XRD is recognized as the most direct, dependable, and mature method for analyzing rock mineral compositions (Wang et al. 2020a). In this investigation, the samples were prepared through an extraction process using a solvent mixture of DCM, THF, and MeOH, in a volume ratio of 50:25:25. This preparation ensured the samples met the requirements for fluorescence level 4 and below, a prerequisite for quantitative mineral analysis (Huangfu et al. 2022). The XRD analysis was conducted with a Rigaku Ultima IV (Japan), featuring a 3 kW Cu Ka X-ray source and a 285 mm angle measuring device, capable of spanning measurement angles from \(-110^{\circ }\) to 180\(^{\circ }\). This configuration guaranteed a precision exceeding \(\pm 0.02^{\circ }\) and a stability better than \(\pm 0.002^{\circ }\). Operating at a voltage of 40 kV and a current of 150 mA, the instrument supported a scanning speed of 2\(^{\circ }\) (2\(\theta \))/min, a data acquisition step width of 0.02\(^{\circ }\) (2\(\theta \)), and a scan range from 2.6\(^{\circ }\) to 45\(^{\circ }\). Upon completion of the analysis, the mineral compositions of the rocks were determined based on the diffraction spectra, with a testing error margin kept below ±2%.

Pore types and pore sizes

TS and FE-SEM played a pivotal role in identifying pore types in this research. Utilizing a polarizing microscope, it was possible to observe and differentiate various characteristics of the casting thin sections, including support type, particle contact mode, particle size, sorting, presence of grinding circles, and microstructure. Thin sections provide a clear visualization of the reservoir space, proving to be an invaluable tool for examining the distribution characteristics of reservoir pores (Liu et al. 2021). Observations of TS were carried out using a Zeiss microscope manufactured in Germany. The identification of components was mainly based on the recognition of debris particles, while pore types were determined through the application of alizarin red staining. For each sample, more than 20 fields of view were analyzed, utilizing both TS and FE-SEM images.
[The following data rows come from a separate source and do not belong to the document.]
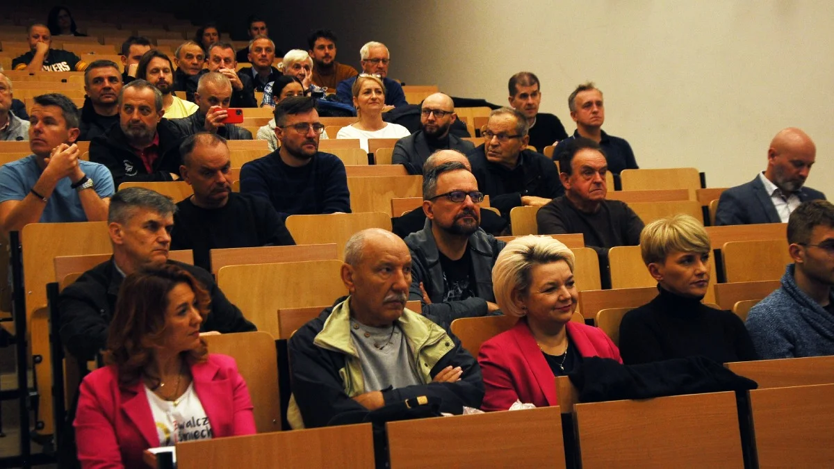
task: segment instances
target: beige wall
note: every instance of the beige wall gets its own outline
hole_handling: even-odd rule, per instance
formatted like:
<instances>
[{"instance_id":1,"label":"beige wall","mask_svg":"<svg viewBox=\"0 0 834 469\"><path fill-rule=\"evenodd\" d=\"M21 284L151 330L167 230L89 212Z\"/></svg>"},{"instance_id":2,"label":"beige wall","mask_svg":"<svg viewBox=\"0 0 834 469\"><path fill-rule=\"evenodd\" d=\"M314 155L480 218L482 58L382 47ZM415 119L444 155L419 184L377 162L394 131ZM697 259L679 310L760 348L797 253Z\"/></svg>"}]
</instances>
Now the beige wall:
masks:
<instances>
[{"instance_id":1,"label":"beige wall","mask_svg":"<svg viewBox=\"0 0 834 469\"><path fill-rule=\"evenodd\" d=\"M817 146L807 184L834 197L834 3L364 0L324 10L319 24L339 33L341 61L358 67L361 44L382 41L391 76L411 84L503 104L510 75L535 73L541 110L569 133L567 96L593 80L603 129L628 139L641 167L695 166L711 187L751 180L772 136L800 127ZM285 48L304 43L306 29L293 28Z\"/></svg>"}]
</instances>

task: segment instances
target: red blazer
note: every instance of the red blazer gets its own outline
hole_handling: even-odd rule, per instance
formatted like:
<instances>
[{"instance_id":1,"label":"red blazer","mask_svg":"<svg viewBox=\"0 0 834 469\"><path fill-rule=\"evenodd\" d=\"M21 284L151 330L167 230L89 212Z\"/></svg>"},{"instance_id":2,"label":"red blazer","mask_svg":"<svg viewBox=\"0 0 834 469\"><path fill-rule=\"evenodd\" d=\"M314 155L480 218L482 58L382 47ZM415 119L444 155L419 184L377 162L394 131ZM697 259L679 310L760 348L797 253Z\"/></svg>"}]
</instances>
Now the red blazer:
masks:
<instances>
[{"instance_id":1,"label":"red blazer","mask_svg":"<svg viewBox=\"0 0 834 469\"><path fill-rule=\"evenodd\" d=\"M206 361L191 367L191 375L215 438L255 433L249 391L234 359L209 354ZM112 365L82 381L74 426L84 469L147 469L143 452L159 446L144 385L140 381L130 388L119 387Z\"/></svg>"},{"instance_id":2,"label":"red blazer","mask_svg":"<svg viewBox=\"0 0 834 469\"><path fill-rule=\"evenodd\" d=\"M582 356L613 358L620 350L605 333L577 322L565 325L570 344ZM484 342L478 353L485 394L483 411L506 411L516 400L536 407L557 406L556 382L535 338L521 319L512 329Z\"/></svg>"}]
</instances>

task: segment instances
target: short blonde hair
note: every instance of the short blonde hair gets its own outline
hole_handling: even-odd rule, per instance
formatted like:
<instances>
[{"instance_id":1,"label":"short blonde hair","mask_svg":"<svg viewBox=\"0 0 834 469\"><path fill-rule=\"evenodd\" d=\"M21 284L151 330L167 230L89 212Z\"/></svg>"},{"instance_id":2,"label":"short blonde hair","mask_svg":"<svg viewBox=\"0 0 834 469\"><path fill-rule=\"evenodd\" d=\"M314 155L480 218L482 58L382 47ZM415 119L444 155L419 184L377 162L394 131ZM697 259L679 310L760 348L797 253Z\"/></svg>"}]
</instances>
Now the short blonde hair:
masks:
<instances>
[{"instance_id":1,"label":"short blonde hair","mask_svg":"<svg viewBox=\"0 0 834 469\"><path fill-rule=\"evenodd\" d=\"M513 291L525 295L530 290L533 267L560 260L566 262L573 272L573 251L550 236L530 234L507 243L492 268L492 289L501 311L510 316L525 315L525 311L513 302Z\"/></svg>"},{"instance_id":2,"label":"short blonde hair","mask_svg":"<svg viewBox=\"0 0 834 469\"><path fill-rule=\"evenodd\" d=\"M640 251L646 265L664 263L672 251L710 252L710 236L694 217L678 214L646 224L640 234Z\"/></svg>"}]
</instances>

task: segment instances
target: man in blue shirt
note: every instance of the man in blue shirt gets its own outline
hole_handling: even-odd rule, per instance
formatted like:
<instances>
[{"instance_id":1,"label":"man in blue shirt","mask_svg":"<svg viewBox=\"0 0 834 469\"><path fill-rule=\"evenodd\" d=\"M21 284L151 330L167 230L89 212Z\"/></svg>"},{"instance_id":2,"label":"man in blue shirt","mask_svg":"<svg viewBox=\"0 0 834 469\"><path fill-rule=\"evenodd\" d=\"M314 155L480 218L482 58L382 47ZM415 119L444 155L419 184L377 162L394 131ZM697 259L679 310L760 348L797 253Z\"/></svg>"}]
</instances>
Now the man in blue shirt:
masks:
<instances>
[{"instance_id":1,"label":"man in blue shirt","mask_svg":"<svg viewBox=\"0 0 834 469\"><path fill-rule=\"evenodd\" d=\"M0 168L0 229L30 223L107 219L110 171L83 161L75 144L78 108L63 94L37 96L30 113L33 154Z\"/></svg>"}]
</instances>

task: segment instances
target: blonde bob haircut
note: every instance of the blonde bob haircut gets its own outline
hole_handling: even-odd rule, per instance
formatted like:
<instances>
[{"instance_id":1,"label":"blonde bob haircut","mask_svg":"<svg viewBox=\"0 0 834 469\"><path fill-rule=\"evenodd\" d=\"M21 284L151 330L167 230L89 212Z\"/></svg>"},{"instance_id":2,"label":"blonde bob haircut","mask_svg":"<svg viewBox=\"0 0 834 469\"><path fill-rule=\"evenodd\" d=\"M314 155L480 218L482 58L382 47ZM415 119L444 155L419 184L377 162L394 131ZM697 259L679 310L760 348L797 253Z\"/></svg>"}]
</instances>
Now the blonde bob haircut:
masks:
<instances>
[{"instance_id":1,"label":"blonde bob haircut","mask_svg":"<svg viewBox=\"0 0 834 469\"><path fill-rule=\"evenodd\" d=\"M518 290L526 295L532 281L533 267L560 260L566 262L573 272L573 251L550 236L530 234L507 243L492 268L492 289L501 311L510 316L525 315L526 312L513 301L513 292Z\"/></svg>"},{"instance_id":2,"label":"blonde bob haircut","mask_svg":"<svg viewBox=\"0 0 834 469\"><path fill-rule=\"evenodd\" d=\"M663 264L674 251L710 252L710 236L694 217L678 214L646 224L640 234L640 251L646 265Z\"/></svg>"}]
</instances>

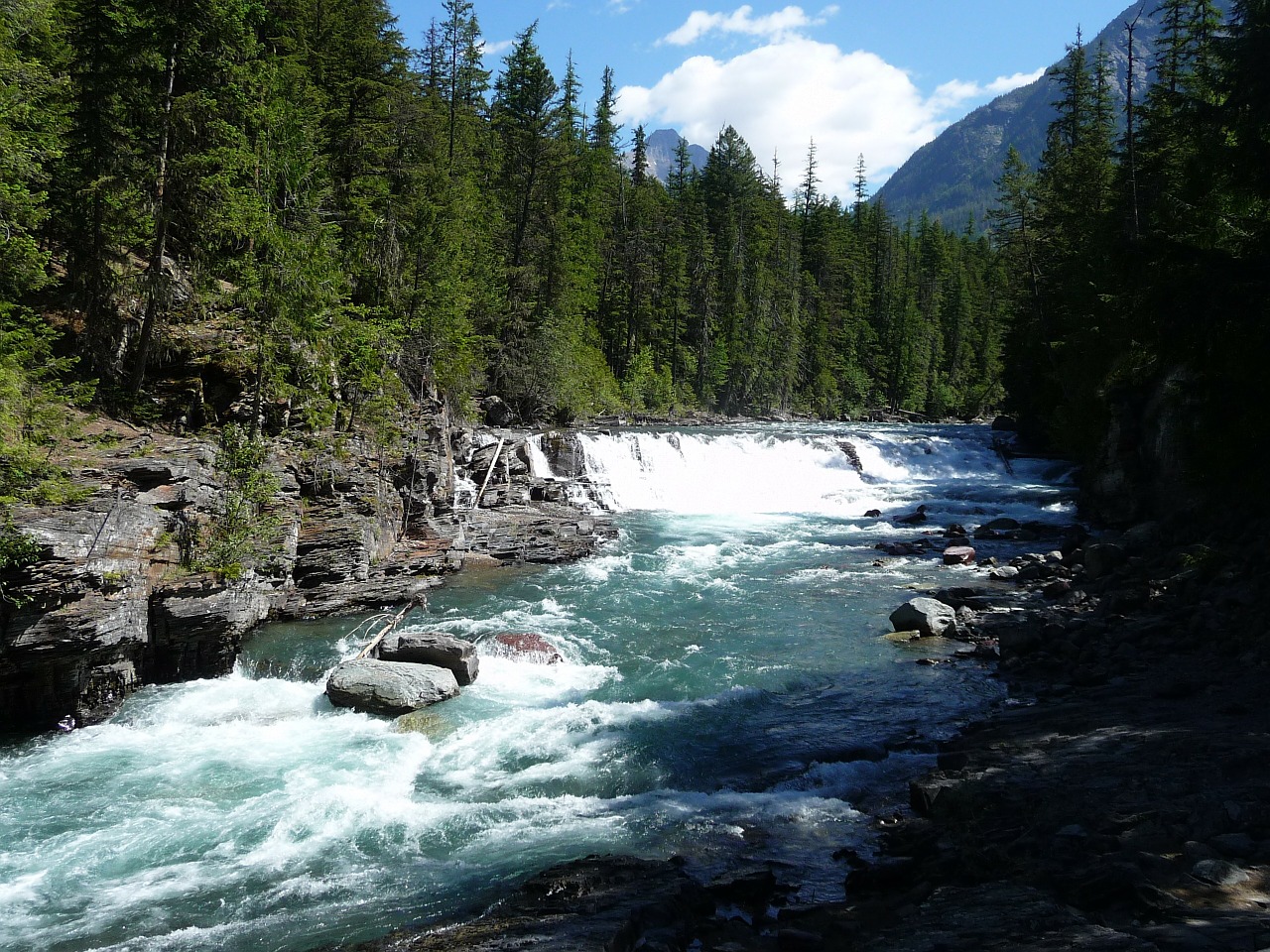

The FE-SEM facilitates ultra-high-resolution observation of microstructures, while X-ray energy-dispersive spectrometry (EDS) aids in identifying mineral compositions. Following the extraction with organic reagents to eliminate residual oil, the samples were subjected to argon ion polishing to prepare them for micro-nano pore examination in the sandstone samples. These observations were conducted under controlled environmental conditions, specifically at 35% air humidity and 20 \(^{\circ }\hbox {C}\). The experimental apparatus included a Merlin compact FE-SEM, which was paired with an X flash/30 X-ray spectrometer and a 685 \(^{\circ }\hbox {C}\) argon ion polishing system. The instrumental settings were optimized for detailed analysis, with an accelerating voltage range of 20 V to 30 kV, a magnification spectrum from 12\(\times \) to 2000000\(\times \), and achieving a resolution of 0.8 nm at 15 kV. Pore size determination was carried out using Nano Measurer v1.2 software. After calibrating the scale, individual pores in each image were meticulously measured, allowing for the calculation of the corresponding pore size based on the identified pore type.

Porosity and permeability

The porosity and permeability of the tight sandstone reservoirs being studied were assessed using the PoroPDP-200, an automated overburden porosity and permeability measurement instrument provided by an American core analysis company. In compliance with the API RP-40 standard for rock porosity and permeability measurement established by the American Petroleum Institute, this instrument is recognized as a gold standard in the international evaluation of rock porosity and permeability. It is capable of measuring porosity in a range from 0.01 to 40%, and its permeability detection capabilities extend from 0.00001 to 10 mD.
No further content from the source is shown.